5月3日の夜、友人からのメールアプリによる連絡に返信がなかったため、彼の失踪は5月3日となっている。しかしもともとまめに返信をするタイプではなかったため、実際に彼に「何らかのこと」が起きた日時は不明である。しかし、少なくとも5月10日よりも前に、彼が猟奇的な事件に巻き込まれたのは明らかであった。
その内容は、総武高校全体に噂としてすぐに広がった。その内容から不登校者が続出した。それらへの対応、マスコミからの防衛、情報の収集と警察への提供などのために、総武高校には特別対策班が設置された。その中でも下っ端の平塚教諭は、特別対策班に学生への能動的な事情聴取によるメンタルケア事案の洗い出しなどの必要性を訴えるが、手が回らないという理由で黙殺される。
校内の殺伐とした雰囲気や、一部の教員による強引な事情聴取や歪められた報告書の作成などの問題を重くみた彼女は、奉仕部に曖昧かつ包括的な依頼をする。「自分たちを含めた学生に起きている問題の洗い出しを」。これはカタイ言い方であり、実際は学生のそれも受験生に不相応なマネはさせられない。「たまに顔を見に来るから、気になったことを教えてくれ」。口語に直すならばこうだろう。実際、奉仕部の部員たちは、それを理解していたし、本腰を入れて警察による捜査の真似事をするつもりはなかった。少なくとも部長を除く二人は、あまり首を突っ込みたくないと思っていたし、その部長も、あまり関わらないようにと家族から釘を刺されていた。

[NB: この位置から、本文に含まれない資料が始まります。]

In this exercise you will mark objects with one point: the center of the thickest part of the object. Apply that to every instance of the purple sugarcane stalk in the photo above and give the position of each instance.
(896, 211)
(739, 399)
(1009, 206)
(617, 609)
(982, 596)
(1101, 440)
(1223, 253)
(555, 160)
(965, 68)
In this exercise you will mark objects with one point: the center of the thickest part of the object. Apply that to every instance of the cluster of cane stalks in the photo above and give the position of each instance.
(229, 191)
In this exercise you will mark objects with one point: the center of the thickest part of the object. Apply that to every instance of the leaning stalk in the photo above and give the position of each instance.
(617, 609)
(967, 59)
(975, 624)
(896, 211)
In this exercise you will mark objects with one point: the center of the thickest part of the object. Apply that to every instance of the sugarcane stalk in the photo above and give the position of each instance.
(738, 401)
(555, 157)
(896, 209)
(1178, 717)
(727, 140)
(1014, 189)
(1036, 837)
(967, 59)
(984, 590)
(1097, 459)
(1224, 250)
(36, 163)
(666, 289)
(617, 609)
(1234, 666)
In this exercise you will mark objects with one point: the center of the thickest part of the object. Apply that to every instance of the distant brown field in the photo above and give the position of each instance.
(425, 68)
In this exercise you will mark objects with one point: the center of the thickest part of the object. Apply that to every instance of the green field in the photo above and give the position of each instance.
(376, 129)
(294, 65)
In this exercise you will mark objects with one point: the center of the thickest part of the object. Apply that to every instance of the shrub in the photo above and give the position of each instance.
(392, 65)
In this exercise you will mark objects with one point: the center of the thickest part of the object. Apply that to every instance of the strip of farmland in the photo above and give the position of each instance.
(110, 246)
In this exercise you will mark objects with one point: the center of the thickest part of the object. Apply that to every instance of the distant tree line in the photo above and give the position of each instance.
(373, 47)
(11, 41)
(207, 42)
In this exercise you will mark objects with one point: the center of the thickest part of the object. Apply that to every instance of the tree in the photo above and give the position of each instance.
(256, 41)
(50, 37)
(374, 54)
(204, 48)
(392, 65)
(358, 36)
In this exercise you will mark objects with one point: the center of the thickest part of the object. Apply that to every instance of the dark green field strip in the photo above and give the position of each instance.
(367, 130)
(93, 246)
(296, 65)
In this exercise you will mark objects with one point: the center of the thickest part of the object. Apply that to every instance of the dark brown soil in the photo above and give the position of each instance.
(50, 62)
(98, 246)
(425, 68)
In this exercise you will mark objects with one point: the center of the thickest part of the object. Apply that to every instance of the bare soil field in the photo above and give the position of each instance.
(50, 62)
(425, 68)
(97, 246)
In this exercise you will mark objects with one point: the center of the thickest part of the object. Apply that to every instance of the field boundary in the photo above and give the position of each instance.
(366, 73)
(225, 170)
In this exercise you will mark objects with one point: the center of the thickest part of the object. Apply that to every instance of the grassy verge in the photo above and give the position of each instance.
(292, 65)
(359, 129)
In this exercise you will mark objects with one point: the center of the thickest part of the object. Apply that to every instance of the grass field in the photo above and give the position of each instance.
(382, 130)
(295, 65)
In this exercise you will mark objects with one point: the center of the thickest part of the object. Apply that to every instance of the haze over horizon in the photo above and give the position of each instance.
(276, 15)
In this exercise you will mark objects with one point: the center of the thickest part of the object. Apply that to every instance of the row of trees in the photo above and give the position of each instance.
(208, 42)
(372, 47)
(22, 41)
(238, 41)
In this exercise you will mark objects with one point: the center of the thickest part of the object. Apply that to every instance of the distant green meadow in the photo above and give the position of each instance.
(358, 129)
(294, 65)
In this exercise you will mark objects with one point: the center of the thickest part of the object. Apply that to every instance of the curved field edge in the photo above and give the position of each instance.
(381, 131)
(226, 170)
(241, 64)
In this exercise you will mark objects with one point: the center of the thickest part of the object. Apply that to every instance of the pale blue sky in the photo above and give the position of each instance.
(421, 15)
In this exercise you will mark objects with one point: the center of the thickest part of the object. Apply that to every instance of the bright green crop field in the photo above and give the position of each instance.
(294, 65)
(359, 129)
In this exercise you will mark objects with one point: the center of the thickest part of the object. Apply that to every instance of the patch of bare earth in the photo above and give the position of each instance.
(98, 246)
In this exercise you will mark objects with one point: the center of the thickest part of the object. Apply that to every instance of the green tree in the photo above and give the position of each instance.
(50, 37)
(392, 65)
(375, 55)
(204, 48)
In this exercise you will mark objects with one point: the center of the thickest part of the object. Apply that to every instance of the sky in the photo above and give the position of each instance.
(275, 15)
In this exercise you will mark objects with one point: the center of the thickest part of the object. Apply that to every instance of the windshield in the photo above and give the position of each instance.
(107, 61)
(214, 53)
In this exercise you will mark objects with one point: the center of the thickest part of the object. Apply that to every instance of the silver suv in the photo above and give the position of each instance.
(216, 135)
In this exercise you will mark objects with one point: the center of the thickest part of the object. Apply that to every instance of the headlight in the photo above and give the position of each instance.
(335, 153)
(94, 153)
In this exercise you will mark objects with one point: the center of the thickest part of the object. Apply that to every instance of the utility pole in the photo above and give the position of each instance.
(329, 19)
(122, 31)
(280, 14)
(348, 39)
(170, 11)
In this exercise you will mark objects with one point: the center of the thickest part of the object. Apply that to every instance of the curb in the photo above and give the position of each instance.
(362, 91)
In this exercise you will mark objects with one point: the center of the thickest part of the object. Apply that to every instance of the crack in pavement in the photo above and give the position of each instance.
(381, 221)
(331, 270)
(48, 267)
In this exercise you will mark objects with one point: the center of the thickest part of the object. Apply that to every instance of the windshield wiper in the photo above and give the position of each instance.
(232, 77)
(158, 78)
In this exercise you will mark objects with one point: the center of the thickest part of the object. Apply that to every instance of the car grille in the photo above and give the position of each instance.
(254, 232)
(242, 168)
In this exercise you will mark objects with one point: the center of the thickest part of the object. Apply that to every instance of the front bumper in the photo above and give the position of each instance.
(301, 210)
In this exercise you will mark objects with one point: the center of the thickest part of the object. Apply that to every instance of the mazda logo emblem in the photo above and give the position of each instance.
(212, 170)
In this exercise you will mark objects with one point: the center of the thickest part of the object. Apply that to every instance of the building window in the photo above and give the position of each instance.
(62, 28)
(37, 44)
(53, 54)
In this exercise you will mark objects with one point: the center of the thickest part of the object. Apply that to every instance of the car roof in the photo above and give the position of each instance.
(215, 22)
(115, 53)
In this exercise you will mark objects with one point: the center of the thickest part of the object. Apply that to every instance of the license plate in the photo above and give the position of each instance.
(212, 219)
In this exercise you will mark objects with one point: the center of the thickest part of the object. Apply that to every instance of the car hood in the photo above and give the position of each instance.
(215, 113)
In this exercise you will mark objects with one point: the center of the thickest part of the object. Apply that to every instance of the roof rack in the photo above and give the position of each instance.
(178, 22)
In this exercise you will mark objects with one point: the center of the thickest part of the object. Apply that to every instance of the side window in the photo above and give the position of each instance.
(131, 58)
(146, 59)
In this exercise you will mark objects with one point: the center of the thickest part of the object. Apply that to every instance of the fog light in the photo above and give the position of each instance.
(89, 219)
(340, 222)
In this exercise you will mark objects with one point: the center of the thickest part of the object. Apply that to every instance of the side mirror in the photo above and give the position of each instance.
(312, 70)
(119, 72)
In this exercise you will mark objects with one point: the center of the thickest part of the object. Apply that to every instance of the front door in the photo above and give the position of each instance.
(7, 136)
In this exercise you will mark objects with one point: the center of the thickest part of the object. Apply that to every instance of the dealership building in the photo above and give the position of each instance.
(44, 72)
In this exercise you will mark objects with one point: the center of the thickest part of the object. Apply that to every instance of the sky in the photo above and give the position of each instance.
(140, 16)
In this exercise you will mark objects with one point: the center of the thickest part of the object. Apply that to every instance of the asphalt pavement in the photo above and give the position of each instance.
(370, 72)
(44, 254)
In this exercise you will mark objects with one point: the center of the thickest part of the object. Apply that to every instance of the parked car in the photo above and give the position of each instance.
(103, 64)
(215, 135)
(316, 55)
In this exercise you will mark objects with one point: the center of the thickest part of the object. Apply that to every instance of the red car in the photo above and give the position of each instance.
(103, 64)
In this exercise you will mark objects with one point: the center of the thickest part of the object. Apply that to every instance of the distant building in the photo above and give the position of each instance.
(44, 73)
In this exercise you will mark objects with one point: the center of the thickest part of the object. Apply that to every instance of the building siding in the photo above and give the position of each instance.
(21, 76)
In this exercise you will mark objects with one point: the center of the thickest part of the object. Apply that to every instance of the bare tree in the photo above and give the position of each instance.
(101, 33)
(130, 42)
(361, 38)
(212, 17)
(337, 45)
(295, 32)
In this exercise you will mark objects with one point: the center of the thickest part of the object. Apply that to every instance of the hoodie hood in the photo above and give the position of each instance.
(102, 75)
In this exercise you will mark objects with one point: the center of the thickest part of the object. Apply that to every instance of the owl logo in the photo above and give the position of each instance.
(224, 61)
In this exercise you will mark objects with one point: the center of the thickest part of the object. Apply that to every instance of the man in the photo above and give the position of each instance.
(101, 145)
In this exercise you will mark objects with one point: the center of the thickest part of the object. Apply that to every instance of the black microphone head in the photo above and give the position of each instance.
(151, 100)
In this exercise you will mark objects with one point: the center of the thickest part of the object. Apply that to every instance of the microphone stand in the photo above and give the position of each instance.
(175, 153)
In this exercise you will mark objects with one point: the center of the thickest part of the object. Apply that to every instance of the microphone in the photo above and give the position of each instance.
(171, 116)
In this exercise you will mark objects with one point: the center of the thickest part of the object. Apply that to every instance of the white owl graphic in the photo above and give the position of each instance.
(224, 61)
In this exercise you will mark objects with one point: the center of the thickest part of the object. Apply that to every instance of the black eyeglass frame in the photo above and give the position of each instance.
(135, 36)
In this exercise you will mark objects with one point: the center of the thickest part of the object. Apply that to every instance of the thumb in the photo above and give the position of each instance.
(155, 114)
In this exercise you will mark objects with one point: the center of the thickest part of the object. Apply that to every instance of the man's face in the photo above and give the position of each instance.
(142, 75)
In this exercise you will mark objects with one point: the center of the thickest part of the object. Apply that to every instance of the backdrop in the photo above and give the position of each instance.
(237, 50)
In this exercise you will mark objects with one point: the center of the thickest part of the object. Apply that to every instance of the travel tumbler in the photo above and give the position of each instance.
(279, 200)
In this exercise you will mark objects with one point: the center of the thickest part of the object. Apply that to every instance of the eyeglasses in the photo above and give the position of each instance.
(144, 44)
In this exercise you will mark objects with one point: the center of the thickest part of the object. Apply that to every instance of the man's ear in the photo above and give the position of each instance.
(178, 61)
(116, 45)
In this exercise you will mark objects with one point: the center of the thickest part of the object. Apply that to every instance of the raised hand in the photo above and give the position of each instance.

なぜなら、男子生徒の死体は大きく損壊していたからである。
脳を含めたほとんどの内臓の消失。
死体の切断面に残る成分。
独特の切れ口。
解剖所見と、腐敗の進行度。
それらはある事実を暗に示した。
彼は生きながらにして、はらわたを人に食われたのだった。
―
暗い部屋に、一組の男女。この言葉に連想される何かは、しかし一切なかった。女はいい姿勢で男を見下ろしている。微笑をたたえているが、見る人が見れば、燃えるような激怒がわかっただろう。しかし彼女の仮面を見破れる人間は多くない。一方で男は深く椅子に腰かけている、いや、ほとんど寝そべるようにしている。地面と水平な上半身。机の上に投げ出された足。ところが、偉そうにしているという感じはない。むしろ死んだようにしているというほうが正しいだろう。生気がない。表情がない。ヒトが持っている多くのものを、彼はいくつか欠落しているかのようだ。
女の質問に、男が答える。それだけのことが長い時間続いた。
―
腸の中にいくつかの声。
もがく声。悦ぶ声。怨嗟の声。
慟哭。嗚咽。
それは私が欲しかったもので、私が聞きたかったもの。
黄金を抱いて私は眠る。二度と目覚めないことを祈りながら。